# mats



## progressivetactics (Jul 17, 2003)

I am curious as to everyones opinion on the best mats to use for grappling.  Also, if you are MMA, what is your choice?


----------



## arnisador (Jul 23, 2003)

I honestly don't know one type from another!


----------



## progressivetactics (Jul 24, 2003)

well there is seemingly an endless supply of companies all claiming to have the 'best mats', but i dont know either....that is why I thouht i would ask.
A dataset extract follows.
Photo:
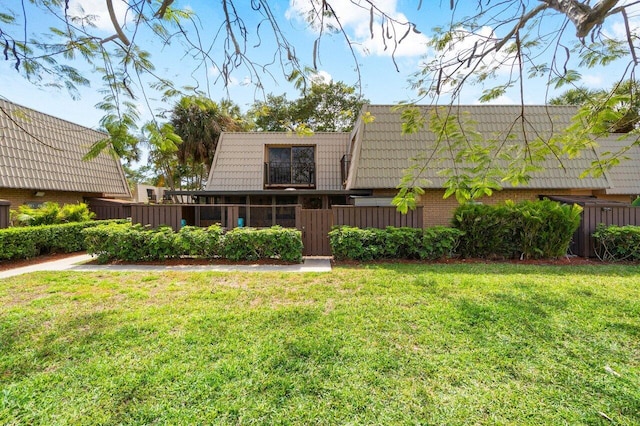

But it appears, no one else does either!!


----------



## twinkletoes (Jul 24, 2003)

The most comfortable ones out there are the high quality mats from Swain.  The corresponding Zebra mats or Hatashita mats are almost identical (I think the latter two may be cheaper) but they are definitely the nicest mats I've grappled on.

After that, I actually prefer wrestling mats to other kinds, just because of the firmness and consistency.  The danger with those is the tendency to twist ankles of you do stand-up striking (until you get used to them).  This is because they are a little "sticky."

After that, go to the blue folding mats that everyone offers, or if you only plan on doing groundwork, get puzzle mats.

I use puzzle mats in my BJJ class because they are so inexpensive (4 for $20 or less...home depot), but we get out folding mats when we want to start standing up.

~TT


----------



## Shodan (Jul 24, 2003)

Well, in our studio, we were using it for Kenpo- and whatever falls we took there and then after our class, a Judo guy used it for his classes.  My instructor and the Judo guy actually made the mat themselves and it was pretty comfortable.  They took a ton of tire shavings and placed them out evenly all over the floor and then somehow stretched tight a canvas covering over the whole thing- it worked well for both classes.

  :asian:  :karate:


----------



## A.R.K. (Jul 26, 2003)

Home Depot in our area has those puzzle matts for $14.95 for a package of four!  

Not bad.


----------



## twinkletoes (Jul 26, 2003)

The puzzle mats are definitely the way to go for home training.


----------



## teej (May 25, 2004)

When checking prices on puzzle mats, make sure you check the sizes. The ones are Home depot are 24" x 24", the puzzle mats sold in the martial arts catalogs are 40" x 40", but then you have to figure in shipping.

How do the puzzle mats hold up to wave masters being moved across them?

Teej


----------



## Cobra (May 26, 2004)

Wrestling mats work great for any type of grappling.


----------